A dream catcher hangs over our bed. It is the same dream catcher my mother gave me when I was nine years old. The same dream catcher that took the bad dreams away and allowed me to sleep soundly when my grandmother passed. This simple piece of wood and string has serviced three moves, once to the dorm in college and then again when my husband and I moved into our first apartment together and now in our new home.
So what did you think I did when I saw that something so dear to me had been made into my baby shower? I almost jumped with joy. It was just amazing to see that my friends cared enough about me to really take the things that I appreciated and made them an aspect of the celebration. Even the invitations had tiny dream catchers on them. I made her give me one of the invitations for the baby shower so that I could put it into my family scrapbook.
The baby shower was organized by my very dear friend, Beth.
We have been friends since we were children, meeting in what has remained to this day a very awkward story to tell strangers. All I will say is that it involved a lot of glue and a somebody's hair being cut off. But I will save that for another day.
When I told my colleges about the afternoon they made the statement that they thought it was tacky. That nobody would actively choose to celebrate a tribal themed baby shower. But I disagree. There are so many things you can do, so many ways to take the celebration that it is actually a very good idea. Now if you dressed up like Native Americans and played games that were demeaning, sure that would be terrible on so many levels. But why?

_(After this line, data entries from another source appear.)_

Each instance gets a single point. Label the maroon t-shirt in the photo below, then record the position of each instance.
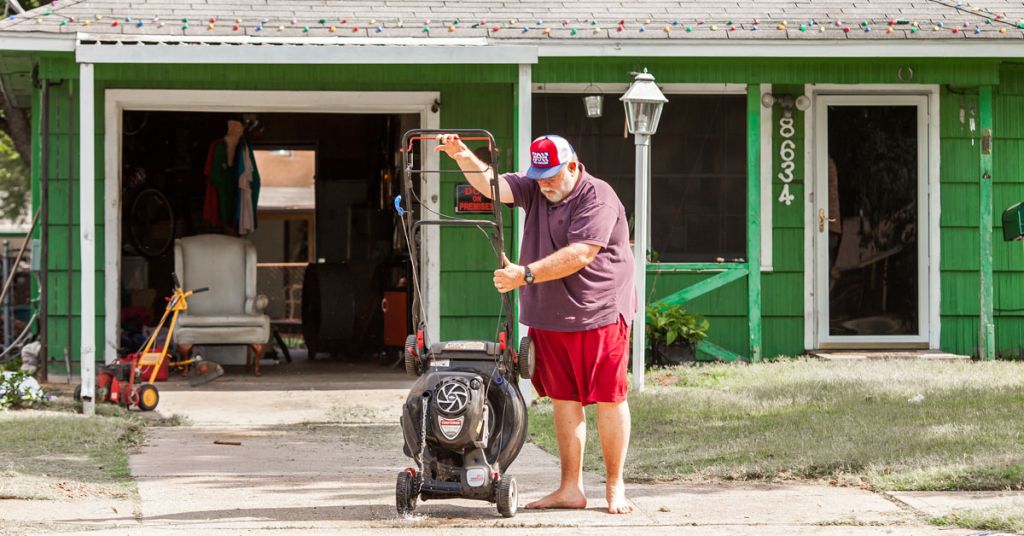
(601, 291)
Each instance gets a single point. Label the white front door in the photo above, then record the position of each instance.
(869, 221)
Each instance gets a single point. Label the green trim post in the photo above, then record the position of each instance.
(718, 352)
(754, 218)
(986, 339)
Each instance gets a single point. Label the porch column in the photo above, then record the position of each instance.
(87, 236)
(754, 219)
(986, 339)
(523, 135)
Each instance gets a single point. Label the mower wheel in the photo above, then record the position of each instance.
(527, 358)
(148, 397)
(507, 497)
(412, 357)
(406, 493)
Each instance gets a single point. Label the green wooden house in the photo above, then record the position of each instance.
(825, 175)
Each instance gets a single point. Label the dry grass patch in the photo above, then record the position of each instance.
(891, 424)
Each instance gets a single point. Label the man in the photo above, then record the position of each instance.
(578, 297)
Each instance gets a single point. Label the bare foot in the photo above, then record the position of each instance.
(616, 498)
(572, 498)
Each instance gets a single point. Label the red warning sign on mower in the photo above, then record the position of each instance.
(468, 200)
(451, 427)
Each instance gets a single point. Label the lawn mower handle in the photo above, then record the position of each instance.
(454, 222)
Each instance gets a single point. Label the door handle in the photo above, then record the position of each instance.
(822, 219)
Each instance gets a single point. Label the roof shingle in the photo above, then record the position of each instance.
(755, 19)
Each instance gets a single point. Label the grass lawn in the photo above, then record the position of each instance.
(51, 452)
(886, 424)
(1004, 520)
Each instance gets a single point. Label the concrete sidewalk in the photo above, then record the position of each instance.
(325, 458)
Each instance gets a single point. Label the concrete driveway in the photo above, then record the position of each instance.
(315, 446)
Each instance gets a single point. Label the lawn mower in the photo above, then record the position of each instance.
(130, 381)
(464, 421)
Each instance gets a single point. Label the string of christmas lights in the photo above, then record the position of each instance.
(984, 21)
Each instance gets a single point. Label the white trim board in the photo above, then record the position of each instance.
(926, 98)
(119, 100)
(253, 50)
(996, 47)
(303, 54)
(767, 199)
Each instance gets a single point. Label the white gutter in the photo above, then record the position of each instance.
(911, 47)
(246, 50)
(484, 50)
(10, 41)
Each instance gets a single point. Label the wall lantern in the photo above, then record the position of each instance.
(643, 102)
(593, 104)
(786, 102)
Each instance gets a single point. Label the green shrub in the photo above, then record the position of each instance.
(13, 393)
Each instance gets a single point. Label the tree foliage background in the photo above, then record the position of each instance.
(15, 190)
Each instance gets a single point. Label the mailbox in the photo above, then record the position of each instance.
(1013, 222)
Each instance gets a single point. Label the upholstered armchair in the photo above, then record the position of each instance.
(231, 313)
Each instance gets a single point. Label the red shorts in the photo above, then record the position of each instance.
(584, 366)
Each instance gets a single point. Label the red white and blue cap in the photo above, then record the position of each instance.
(548, 155)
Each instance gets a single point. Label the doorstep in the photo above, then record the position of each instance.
(864, 355)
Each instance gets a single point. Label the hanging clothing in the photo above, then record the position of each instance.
(248, 189)
(211, 201)
(224, 204)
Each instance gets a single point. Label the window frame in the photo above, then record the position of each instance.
(669, 90)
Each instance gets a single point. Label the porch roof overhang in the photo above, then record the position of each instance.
(99, 48)
(244, 50)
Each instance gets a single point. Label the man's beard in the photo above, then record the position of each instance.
(554, 196)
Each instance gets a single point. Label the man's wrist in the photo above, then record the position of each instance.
(527, 275)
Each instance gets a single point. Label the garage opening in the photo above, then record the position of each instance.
(309, 194)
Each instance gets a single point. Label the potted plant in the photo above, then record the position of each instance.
(673, 334)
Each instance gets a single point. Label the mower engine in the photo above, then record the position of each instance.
(464, 422)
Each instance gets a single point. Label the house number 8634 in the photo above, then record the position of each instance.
(787, 152)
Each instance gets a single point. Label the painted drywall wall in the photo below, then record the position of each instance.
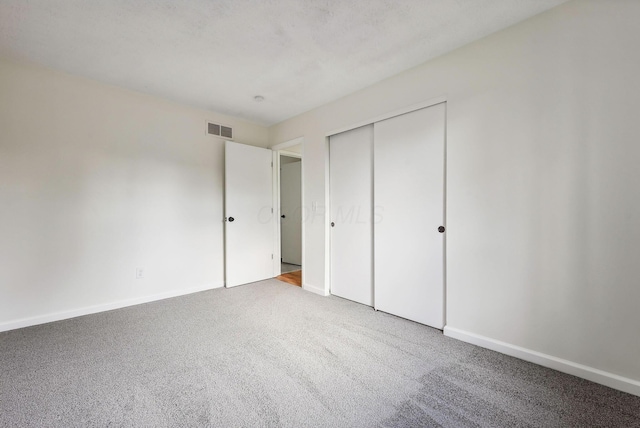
(543, 209)
(96, 181)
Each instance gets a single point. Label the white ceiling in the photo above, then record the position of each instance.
(219, 54)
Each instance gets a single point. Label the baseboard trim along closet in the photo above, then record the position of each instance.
(314, 289)
(585, 372)
(88, 310)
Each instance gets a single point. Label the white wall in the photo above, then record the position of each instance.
(96, 181)
(543, 221)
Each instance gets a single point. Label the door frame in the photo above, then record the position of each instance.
(281, 149)
(327, 228)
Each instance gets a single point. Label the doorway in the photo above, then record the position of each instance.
(290, 212)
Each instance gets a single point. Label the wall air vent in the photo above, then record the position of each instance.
(219, 130)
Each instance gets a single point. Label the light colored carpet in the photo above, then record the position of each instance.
(269, 354)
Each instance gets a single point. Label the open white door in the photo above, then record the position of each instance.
(249, 238)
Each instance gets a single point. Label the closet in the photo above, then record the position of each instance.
(387, 196)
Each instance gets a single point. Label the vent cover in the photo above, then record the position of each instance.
(219, 130)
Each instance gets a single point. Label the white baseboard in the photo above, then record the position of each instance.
(314, 289)
(73, 313)
(595, 375)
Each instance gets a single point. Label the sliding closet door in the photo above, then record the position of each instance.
(409, 201)
(351, 180)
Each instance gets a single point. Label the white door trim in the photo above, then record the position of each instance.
(280, 149)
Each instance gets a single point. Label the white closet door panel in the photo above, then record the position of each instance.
(351, 180)
(249, 238)
(409, 205)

I have never been to a baby shower that took that direction, no matter what they choose for the day.
Things were handled tastefully. The tribal decoration was minimal if at all present, and the food was simple. No attempt was made to make it something that it wasn't. And that is something that I appreciated.
The First Months
I don't know. A new born baby, they are small. But they are a handful.
I was really lucky with my pregnancy. Being pregnant isn't easy, but it is partially much easier than when they are out.
You will spend more sleepless nights than you could ever imagine possible in those first eventful months. And they are a testimony to your love for your child. Because, no matter how bloodshot my eyes were, how tired I felt. Or how much I wanted to just go back to sleep I had an even bigger desire to do more. To tend to our child's needs and to calm them down. This is the true drive that keeps a parent going during those months. And it is something that your child returns in fold as you watch them grow. Them develop new skills and experience new things.
I don't know anyone who hasn't enjoyed every moment.
And even though it feels like an eternity it really isn't.
After a few months you change fewer diapers, you sleep longer stretches, and you both become more accustomed to the routine. And the more things begin to stabilize the more chances you have to get to know one another, to bond, to watch them grow, and to express your love.
Because if there is one thing that it is certain, it is that you should shower them with love. Nurture them. Because in so doing you nurture yourself and a happy parent raises happy children.